Trend Industri Pendidikan

Beberapa tahun terakhir ini, pendidikan dengan standar global mengalami masa perkembangan signifikan dengan diserbunya tempat-tempat pendidikan di kota-kota besar. Orang tua rela antri dan bahkan camping di depan sekolah untuk membeli formulir pendaftaran sekolah TK. Demi anak, orang tua rela pindah ke lokasi perumahan tempat sekolah berada karena sekolah lain sudah penuh. Tidak jarang mereka menghabiskan waktu 1 – 2 jam dari subuh mengantar anaknya ke sekolah. Trend ini bisa dicermati khususnya pada sekolah-sekolah yang memiliki jaringan mulai dari TK hingga SMU. Sekolah yang memiliki jaringan luas dari hulu ke hilir, TK hingga SMU, banyak diminati karena orang tua seakan membeli jaminan anaknya bisa meneruskan pendidikan di institusi tersebut, meskipun di setiap tingkat masih harus melakukan investasi tidak sedikit untuk sumbangan sekolah.

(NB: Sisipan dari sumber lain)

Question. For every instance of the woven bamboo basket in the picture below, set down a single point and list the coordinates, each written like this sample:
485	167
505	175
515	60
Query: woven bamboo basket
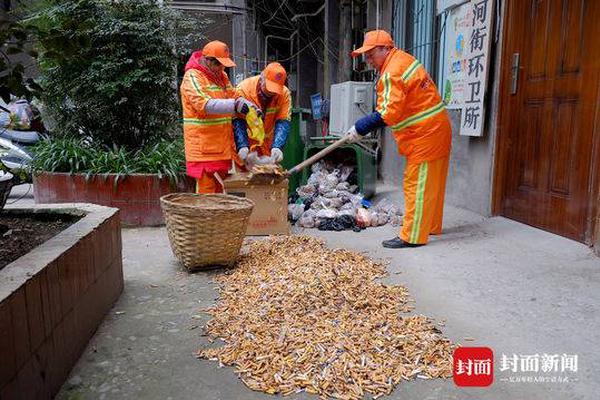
206	230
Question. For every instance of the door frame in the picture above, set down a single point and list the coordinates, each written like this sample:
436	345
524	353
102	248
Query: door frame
592	230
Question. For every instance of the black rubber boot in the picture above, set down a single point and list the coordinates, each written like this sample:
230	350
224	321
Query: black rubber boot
397	243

Pada pendidikan anak, saat ini yang sedang mengalami perkembangan pesat adalah Montessori, yang merupakan metoda pendidikan dari Maria Montessori. Sekolah berlabel ini bisa mematok harga tinggi karena metode pendidikan yang berbeda, perangkat pendidikan khusus dan pengajar Montessorian yang bersertifikasi. Sekolah-sekolah national plus juga bermunculan seperti High Scope, Global Jaya dan Sekolah Pelita Harapan. Banyak di antaranyanya menggunakan standar luar negeri.

Lembaga-lembaga pendidikan di Indonesia yang sudah established seperti UI, UGM dan Binus tidak mau kalah dengan menggandeng perguruan tinggi luar sehingga siswa bisa mendapat double degree dari dalam dan luar negeri.

Sebagai paradoks, pemerintah kini menutup izin Perguruan Tinggi baru karena Indonesia memiliki jumlah perguruan tinggi salah satu terbanyak di dunia dan sangat banyak di antaranya yang tidak bisa mempertanggung jawabkan fungsinya sebagai pendidik dengan menurunnya jumlah siswa serta banyaknya kasus perguruan tinggi bodong. Sekolah yang tidak memiliki brand kuat banyak yang terengah mencari murid. Kota pendidikan seperti Jogja yang dulu diserbu mahasiswa luar daerah kini mengalami penurunan jumlah siswa secara signifikan. Hanya sekolah dengan brand saja yang bertahan dan malah mampu menambah kursi.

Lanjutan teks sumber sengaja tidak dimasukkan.